Hello, I’m a newbie to ML and I’m training a causal transformer and am trying to compute the cross entropy loss between the logits and the target. However, I am receiving the error


IndexError Traceback (most recent call last)
Cell In[15], line 38
35 print(target.shape)
37 # IndexError: Target 1476 is out of bounds.
—> 38 torch.nn.functional.cross_entropy(logits, target, ignore_index=len(logits)-1)

File /usr/local/lib/python3.10/dist-packages/torch/nn/functional.py:3014, in cross_entropy(input, target, weight, size_average, ignore_index, reduce, reduction, label_smoothing)
3012 if size_average is not None or reduce is not None:
3013 reduction = _Reduction.legacy_get_string(size_average, reduce)
→ 3014 return torch._C._nn.cross_entropy_loss(input, target, weight, _Reduction.get_enum(reduction), ignore_index, label_smoothing)

IndexError: Target 1476 is out of bounds.

Not sure where exactly 1476 the number 1476 is coming from.
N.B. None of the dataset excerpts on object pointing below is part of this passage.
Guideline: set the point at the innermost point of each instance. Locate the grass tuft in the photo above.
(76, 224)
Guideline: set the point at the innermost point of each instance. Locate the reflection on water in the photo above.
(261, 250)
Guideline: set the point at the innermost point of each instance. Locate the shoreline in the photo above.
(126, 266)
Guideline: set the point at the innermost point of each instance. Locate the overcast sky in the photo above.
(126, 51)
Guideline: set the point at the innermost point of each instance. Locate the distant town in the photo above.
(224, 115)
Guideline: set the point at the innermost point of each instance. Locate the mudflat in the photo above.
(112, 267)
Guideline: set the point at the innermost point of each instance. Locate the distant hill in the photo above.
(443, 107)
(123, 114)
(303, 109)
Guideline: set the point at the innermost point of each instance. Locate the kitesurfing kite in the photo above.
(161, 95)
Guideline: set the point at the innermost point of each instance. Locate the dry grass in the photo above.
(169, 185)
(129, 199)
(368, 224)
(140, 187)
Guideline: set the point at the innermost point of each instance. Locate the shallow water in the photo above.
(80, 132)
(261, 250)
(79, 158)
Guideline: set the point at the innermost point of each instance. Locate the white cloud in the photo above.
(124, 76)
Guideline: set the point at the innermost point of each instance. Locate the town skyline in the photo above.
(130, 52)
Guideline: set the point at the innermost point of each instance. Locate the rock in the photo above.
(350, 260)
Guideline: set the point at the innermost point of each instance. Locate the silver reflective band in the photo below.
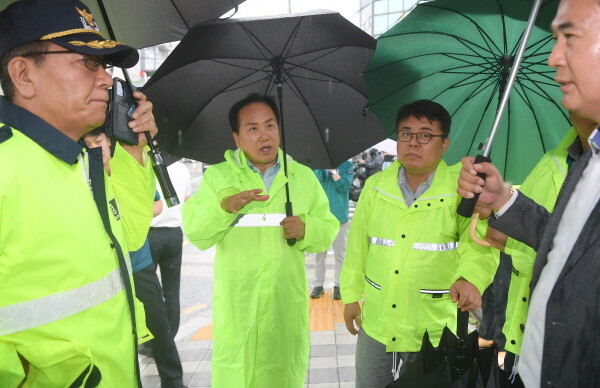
(372, 283)
(254, 220)
(435, 292)
(382, 241)
(435, 247)
(38, 312)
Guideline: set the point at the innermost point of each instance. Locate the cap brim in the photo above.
(118, 54)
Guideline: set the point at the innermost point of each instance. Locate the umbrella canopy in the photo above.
(457, 362)
(459, 54)
(317, 58)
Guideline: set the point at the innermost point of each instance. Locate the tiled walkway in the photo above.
(331, 359)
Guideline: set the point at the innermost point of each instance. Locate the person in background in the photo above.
(260, 304)
(336, 183)
(166, 242)
(147, 287)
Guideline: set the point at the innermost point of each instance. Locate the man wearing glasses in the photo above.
(409, 252)
(67, 307)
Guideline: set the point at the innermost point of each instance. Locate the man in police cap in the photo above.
(67, 315)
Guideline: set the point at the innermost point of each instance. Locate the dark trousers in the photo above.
(494, 303)
(149, 292)
(166, 248)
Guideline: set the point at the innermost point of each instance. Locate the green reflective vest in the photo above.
(260, 295)
(403, 259)
(63, 307)
(542, 185)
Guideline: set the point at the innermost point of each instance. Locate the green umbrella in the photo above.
(459, 53)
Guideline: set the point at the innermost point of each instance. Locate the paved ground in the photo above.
(332, 347)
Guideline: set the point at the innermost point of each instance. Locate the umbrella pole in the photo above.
(466, 206)
(158, 164)
(288, 204)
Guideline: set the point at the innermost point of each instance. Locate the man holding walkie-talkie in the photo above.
(67, 306)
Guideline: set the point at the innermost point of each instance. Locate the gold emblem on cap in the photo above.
(88, 17)
(97, 44)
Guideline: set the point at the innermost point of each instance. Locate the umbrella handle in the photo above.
(473, 232)
(467, 205)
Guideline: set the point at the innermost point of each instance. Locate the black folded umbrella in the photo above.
(456, 363)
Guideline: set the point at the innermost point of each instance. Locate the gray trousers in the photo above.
(374, 365)
(339, 252)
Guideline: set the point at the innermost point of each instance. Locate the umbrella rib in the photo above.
(187, 26)
(291, 38)
(432, 5)
(460, 40)
(257, 43)
(330, 76)
(296, 90)
(406, 85)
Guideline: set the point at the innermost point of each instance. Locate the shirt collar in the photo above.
(48, 137)
(594, 141)
(575, 150)
(253, 168)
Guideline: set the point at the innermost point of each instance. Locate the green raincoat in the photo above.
(63, 307)
(260, 294)
(542, 185)
(403, 259)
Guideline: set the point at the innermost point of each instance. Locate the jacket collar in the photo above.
(389, 181)
(48, 137)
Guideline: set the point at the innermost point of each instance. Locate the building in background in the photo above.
(378, 16)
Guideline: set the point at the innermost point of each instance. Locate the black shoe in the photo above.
(336, 293)
(317, 292)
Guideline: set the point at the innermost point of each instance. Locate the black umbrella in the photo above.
(456, 363)
(150, 22)
(317, 60)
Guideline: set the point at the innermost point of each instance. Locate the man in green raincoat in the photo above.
(260, 295)
(542, 185)
(409, 252)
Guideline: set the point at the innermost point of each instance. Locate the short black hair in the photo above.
(6, 82)
(234, 120)
(428, 109)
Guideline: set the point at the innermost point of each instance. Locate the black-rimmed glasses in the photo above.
(422, 137)
(92, 62)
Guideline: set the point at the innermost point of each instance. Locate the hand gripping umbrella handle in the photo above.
(289, 212)
(158, 164)
(162, 176)
(467, 205)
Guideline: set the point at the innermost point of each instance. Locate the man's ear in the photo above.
(445, 145)
(19, 70)
(236, 138)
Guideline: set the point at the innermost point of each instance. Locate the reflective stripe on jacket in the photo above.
(405, 259)
(260, 296)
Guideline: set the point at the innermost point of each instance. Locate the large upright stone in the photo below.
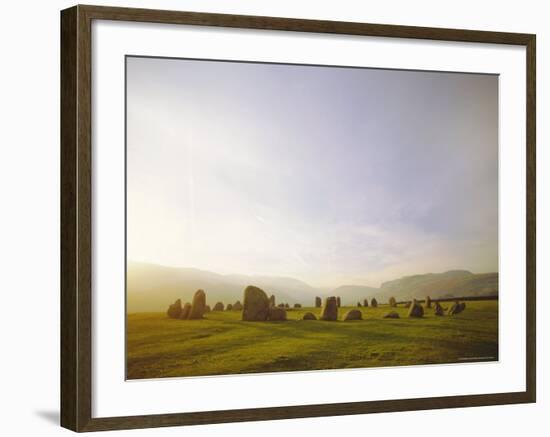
(184, 315)
(456, 308)
(329, 311)
(256, 304)
(428, 302)
(438, 309)
(198, 305)
(415, 310)
(174, 310)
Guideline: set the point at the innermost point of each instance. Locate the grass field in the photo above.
(223, 344)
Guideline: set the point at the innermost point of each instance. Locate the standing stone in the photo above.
(456, 308)
(428, 302)
(184, 315)
(197, 306)
(256, 304)
(438, 310)
(277, 314)
(174, 310)
(415, 309)
(329, 311)
(353, 315)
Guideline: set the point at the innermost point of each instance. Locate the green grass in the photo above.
(223, 344)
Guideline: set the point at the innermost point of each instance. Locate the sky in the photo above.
(330, 175)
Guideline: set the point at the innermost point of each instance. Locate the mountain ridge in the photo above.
(151, 287)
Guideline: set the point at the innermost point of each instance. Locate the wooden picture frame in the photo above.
(76, 218)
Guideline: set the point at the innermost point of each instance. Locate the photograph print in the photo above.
(285, 217)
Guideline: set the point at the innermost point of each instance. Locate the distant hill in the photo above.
(351, 294)
(152, 287)
(459, 283)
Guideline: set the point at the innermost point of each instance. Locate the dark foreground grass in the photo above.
(223, 344)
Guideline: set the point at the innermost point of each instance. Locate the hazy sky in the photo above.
(329, 175)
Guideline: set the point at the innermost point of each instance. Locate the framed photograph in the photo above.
(268, 218)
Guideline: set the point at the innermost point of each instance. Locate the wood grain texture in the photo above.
(76, 222)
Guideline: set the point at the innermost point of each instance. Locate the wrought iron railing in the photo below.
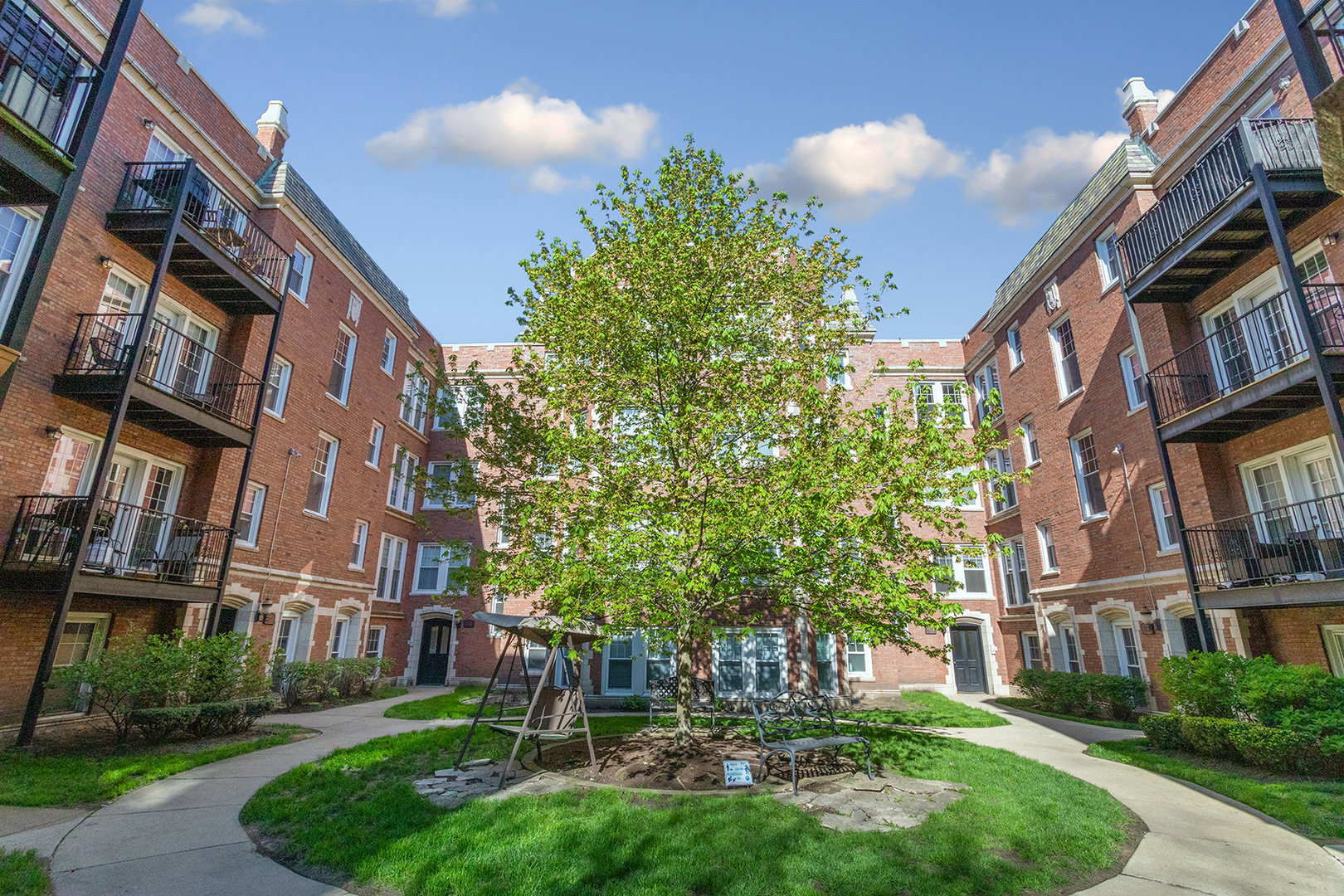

One guess is that it may one of the token ids (the vocab_size of the T5 tokenizer is in the tens of thousands). But in that case I am unsure why my last dimension is 1024 as opposed to the vocab size.
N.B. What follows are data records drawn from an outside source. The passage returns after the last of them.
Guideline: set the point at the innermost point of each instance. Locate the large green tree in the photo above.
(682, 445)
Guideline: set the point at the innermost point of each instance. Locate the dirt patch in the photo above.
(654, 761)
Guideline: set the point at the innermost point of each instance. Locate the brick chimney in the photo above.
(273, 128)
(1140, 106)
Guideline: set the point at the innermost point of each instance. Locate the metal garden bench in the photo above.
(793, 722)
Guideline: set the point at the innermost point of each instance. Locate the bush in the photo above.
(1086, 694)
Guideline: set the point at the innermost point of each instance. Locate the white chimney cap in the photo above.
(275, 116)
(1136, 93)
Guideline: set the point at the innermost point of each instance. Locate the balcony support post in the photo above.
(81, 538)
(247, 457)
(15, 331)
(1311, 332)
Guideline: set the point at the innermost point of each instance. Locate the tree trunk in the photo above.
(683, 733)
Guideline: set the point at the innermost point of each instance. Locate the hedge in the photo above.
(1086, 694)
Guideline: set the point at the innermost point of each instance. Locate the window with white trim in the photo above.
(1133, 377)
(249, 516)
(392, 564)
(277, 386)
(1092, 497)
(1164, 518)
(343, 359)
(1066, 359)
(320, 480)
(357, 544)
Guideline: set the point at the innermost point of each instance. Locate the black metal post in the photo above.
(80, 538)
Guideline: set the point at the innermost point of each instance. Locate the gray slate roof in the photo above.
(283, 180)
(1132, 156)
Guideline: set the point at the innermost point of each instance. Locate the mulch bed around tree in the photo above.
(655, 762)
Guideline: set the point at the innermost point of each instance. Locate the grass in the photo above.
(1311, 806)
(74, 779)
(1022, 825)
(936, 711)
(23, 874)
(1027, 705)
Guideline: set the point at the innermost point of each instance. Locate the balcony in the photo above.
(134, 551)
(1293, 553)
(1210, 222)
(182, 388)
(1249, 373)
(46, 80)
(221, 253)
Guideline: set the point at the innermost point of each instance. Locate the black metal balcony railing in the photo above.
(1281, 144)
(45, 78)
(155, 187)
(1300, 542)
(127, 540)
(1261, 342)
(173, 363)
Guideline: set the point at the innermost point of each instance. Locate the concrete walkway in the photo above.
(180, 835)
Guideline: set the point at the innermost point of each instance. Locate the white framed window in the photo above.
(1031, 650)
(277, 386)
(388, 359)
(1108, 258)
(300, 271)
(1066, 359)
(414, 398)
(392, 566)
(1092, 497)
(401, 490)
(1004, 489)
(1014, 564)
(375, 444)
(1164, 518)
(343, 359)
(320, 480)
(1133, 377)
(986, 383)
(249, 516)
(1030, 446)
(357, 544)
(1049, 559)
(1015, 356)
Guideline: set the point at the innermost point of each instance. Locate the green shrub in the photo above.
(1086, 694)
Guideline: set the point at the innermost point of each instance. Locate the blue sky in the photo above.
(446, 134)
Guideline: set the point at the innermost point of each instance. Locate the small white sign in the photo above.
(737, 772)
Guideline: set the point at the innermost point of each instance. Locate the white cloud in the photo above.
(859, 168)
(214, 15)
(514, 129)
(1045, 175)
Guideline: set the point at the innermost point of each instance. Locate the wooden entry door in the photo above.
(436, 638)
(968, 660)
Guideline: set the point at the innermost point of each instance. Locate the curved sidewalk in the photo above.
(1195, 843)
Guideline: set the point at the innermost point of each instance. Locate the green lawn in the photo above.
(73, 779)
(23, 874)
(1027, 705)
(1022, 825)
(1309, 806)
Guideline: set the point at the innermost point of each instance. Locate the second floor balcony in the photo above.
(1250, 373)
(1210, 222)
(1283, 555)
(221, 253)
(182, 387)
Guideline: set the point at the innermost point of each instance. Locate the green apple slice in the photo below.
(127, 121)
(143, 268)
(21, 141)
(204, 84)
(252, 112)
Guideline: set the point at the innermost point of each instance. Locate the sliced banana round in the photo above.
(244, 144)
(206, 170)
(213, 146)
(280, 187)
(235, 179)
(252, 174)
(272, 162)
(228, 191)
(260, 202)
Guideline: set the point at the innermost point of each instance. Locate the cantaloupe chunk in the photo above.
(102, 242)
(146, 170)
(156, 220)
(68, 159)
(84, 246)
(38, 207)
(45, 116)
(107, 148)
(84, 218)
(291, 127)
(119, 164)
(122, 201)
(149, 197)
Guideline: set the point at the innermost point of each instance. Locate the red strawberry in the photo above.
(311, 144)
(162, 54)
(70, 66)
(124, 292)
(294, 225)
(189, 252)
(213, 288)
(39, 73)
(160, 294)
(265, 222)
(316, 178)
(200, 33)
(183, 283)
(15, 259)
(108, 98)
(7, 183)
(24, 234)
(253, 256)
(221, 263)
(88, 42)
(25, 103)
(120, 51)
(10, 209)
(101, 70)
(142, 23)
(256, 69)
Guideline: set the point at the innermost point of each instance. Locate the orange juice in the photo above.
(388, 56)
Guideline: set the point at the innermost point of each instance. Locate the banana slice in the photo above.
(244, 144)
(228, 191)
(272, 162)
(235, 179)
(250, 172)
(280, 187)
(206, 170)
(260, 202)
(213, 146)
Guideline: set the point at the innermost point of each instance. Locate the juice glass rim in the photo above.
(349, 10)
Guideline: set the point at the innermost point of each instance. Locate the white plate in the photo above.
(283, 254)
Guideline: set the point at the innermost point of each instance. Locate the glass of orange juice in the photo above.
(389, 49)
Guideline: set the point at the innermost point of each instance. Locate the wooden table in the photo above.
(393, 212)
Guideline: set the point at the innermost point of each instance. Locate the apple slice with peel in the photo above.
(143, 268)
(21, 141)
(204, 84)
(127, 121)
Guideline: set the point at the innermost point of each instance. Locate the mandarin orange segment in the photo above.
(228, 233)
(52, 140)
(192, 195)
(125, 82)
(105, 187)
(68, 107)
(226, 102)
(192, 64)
This is the code which I am running

from transformers import T5Tokenizer, T5Model, AdamW

CONTEXT_LENGTH = 512

tokenizer = T5Tokenizer.from_pretrained("t5-large", model_max_length=CONTEXT_LENGTH)
model = T5Model.from_pretrained("t5-large")

model.train()
optimizer = AdamW(model.parameters(), lr=1e-5)
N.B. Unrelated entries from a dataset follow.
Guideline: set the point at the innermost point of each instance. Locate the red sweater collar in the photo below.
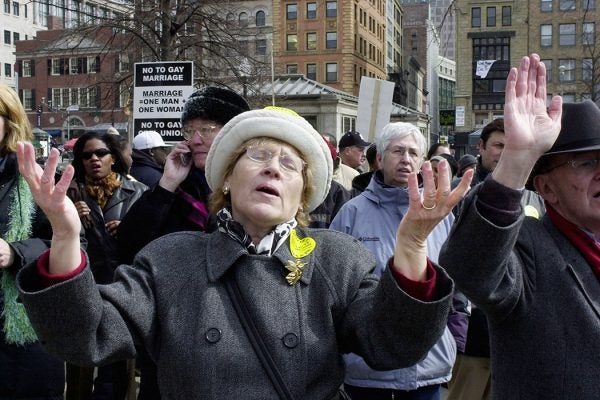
(583, 242)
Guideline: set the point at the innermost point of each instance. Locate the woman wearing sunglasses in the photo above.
(102, 195)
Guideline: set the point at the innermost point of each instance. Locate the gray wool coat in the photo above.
(542, 301)
(173, 302)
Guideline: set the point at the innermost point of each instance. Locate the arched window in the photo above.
(243, 19)
(260, 18)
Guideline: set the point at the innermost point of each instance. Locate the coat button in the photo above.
(290, 340)
(213, 335)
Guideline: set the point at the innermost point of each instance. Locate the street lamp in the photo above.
(71, 108)
(561, 77)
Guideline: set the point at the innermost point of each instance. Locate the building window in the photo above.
(331, 41)
(56, 66)
(93, 64)
(261, 47)
(587, 69)
(589, 33)
(260, 18)
(588, 5)
(123, 62)
(566, 5)
(311, 41)
(546, 5)
(546, 35)
(548, 64)
(331, 9)
(491, 49)
(292, 42)
(491, 16)
(292, 11)
(74, 66)
(506, 16)
(566, 35)
(331, 72)
(566, 70)
(311, 71)
(311, 10)
(243, 19)
(28, 99)
(475, 17)
(27, 69)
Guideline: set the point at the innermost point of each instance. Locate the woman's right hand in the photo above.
(52, 198)
(176, 170)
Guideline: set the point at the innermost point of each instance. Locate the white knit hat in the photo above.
(277, 124)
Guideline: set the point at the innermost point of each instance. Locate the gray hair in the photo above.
(399, 130)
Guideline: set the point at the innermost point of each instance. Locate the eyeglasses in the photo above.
(264, 155)
(206, 132)
(401, 151)
(580, 165)
(86, 155)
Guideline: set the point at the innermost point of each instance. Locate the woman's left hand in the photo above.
(52, 198)
(424, 213)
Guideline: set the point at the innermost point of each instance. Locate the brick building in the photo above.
(69, 84)
(335, 42)
(490, 38)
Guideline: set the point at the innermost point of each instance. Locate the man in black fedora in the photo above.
(537, 280)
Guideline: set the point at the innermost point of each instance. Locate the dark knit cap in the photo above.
(215, 104)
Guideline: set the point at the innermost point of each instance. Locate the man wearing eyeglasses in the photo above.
(537, 281)
(180, 199)
(373, 218)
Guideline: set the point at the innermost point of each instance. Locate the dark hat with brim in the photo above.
(580, 131)
(214, 104)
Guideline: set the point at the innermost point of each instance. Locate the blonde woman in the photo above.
(26, 371)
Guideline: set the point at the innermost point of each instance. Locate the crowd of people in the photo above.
(260, 259)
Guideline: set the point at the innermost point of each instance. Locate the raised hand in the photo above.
(176, 168)
(52, 199)
(530, 128)
(425, 211)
# Specifying where exactly we apply weight decay
no_decay = ["bias", "LayerNorm.weight"]

optimizer_grouped_parameters = [
    {'params': [param for name, param in model.named_parameters() if not any(nd in name for nd in no_decay)], 'weight_decay': 0.01},
    {'params': [param for name, param in model.named_parameters() if any(nd in name for nd in no_decay)], 'weight_decay': 0.0}
]
optimizer = AdamW(optimizer_grouped_parameters, lr=1e-5)

import torch

# TODO: Figure out weird tokenization errors w/ \, later
dummy_test = f'Q: A board game spinner is divided into three parts labeled $A$, $B$  and $C$. The probability of the spinner landing on $A$ is $frac13$ and the probability of the spinner landing on $B$ is $frac512$.  What is the probability of the spinner landing on $C$? Express your answer as a common fraction. A: The spinner is guaranteed to land on exactly one of the three regions, so we know that the sum of the probabilities of it landing in each region will be 1. If we let the probability of it landing in region $C$ be $x$, we then have the equation $1 = frac512+frac13+x$, from which we have $x=boxedfrac14$.'
#dummy_test = 'Hello World'

def do_we_need_to_batch(string):
    input_ids = tokenizer(string, truncation=False).input_ids
    return len(input_ids) >= CONTEXT_LENGTH

tokenized_string = tokenizer(dummy_test, truncation=False).input_ids

input = tokenized_string[:-1]
input = tokenizer.decode(input, truncation=False)
input = tokenizer(input, return_tensors='pt').input_ids

target = tokenized_string[1:]
target = tokenizer.decode(target, truncation=False)
target = tokenizer(target, return_tensors='pt').input_ids

logits = model(input_ids=input, decoder_input_ids=input).last_hidden_state

print(logits.shape)
print(target.shape)

B, T, C = logits.shape
logits = logits.view(B*T, C)
target = target.view(B*T)

print(logits.shape)
print(target.shape)

# IndexError: Target 1476 is out of bounds.
torch.nn.functional.cross_entropy(logits, target, ignore_index=len(logits)-1)

last_hidden_state is not the logits tensor. It’s the last hidden state before applying the unembedding matrix. However, T5Model does not have an unembedding matrix available. Switched over to using T5ForConditionalGeneration and everything just sort of works.